I moved out of LA 25 years ago to the Northern California countryside, convincing my company to reimburse home dial-up modem service and a fax machine. No one had yet worked from remote. Colleagues couldn’t understand why I’d want to. They didn’t know what a chorus of frogs from the nearby lagoon sounded like after a night rain. They didn’t wonder, during conference calls, about the palpable cries of red-tailed hawks imploring mates from my old oak. When my boyfriend visits, he brings Spotify, but otherwise I stream silence.
I’m neither an introvert nor a hermit. My energy and inquisitiveness make such people uncomfortable. Yet I cultivate solitude willingly. Attending the theater solo feels decadent. How dare I travel stag to honeymoon destinations, or toast a new year in a favorite dress with only the kiss of champagne?

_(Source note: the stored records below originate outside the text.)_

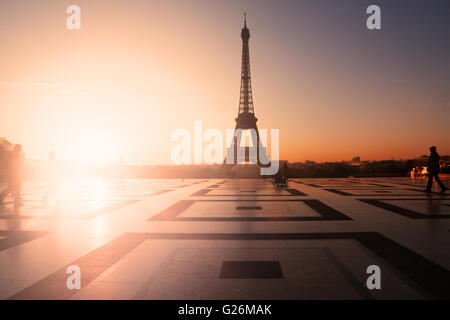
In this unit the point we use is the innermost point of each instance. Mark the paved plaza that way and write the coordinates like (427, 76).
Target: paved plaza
(227, 239)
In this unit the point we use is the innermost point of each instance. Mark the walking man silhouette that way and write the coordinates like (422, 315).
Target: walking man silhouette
(15, 167)
(433, 170)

With swagger I claim the single vacant stool on a Saturday night among couples out on dinner dates, outlasting them. I bother quartering complicated recipes and grooming daily, championing treats for one.
Alone? Not with a camera and notebook. They make ideal companions because they never distract. In fact, they give me superpowers: x-ray vision and super-sonic hearing. Alone, every scene intensifies. Tiny details gain significance that only I recognize – revelations. Eavesdropping unravels motives and exposes truths…of subway riders, lobby trysts, Sunday brunch gangs, and sidewalk passersby. Hypotheses ignite, which I scrawl or snap to memorialize. Maybe I’m an author or a food reviewer or a journalist, they surely wonder. A lone woman of mystery. “A lone woman” being different from “alone woman.”
So why does a stay-home decree change the calculus of tranquility? News on loop melts days into midnights broken by COVID-19 consciousness at 6:40AM again, no reason for that time, no alarm, no commute. In the bakery line, bored banditos and burglars blend in. Is anyone smiling? Whose voice spoke? The thrill of speculation hinges on relativism but now there’s only one story, muffled by masks. Here, a striking abundance of N95 respirators signals Tubbs and Kincade fire survivors, our cruel smoke dissipated, but now mutated into a virus. I took a blurry selfie with my only visitor in weeks, the ladybug on my shirt. Should I mention it on the Zoom call? I feel no triumph crossing the road to the mailbox without looking both ways, despite my granted long-time wish that traffic would disappear. Wiping off groceries, I keep replaying the accidental touch of a gloved finger handing back change.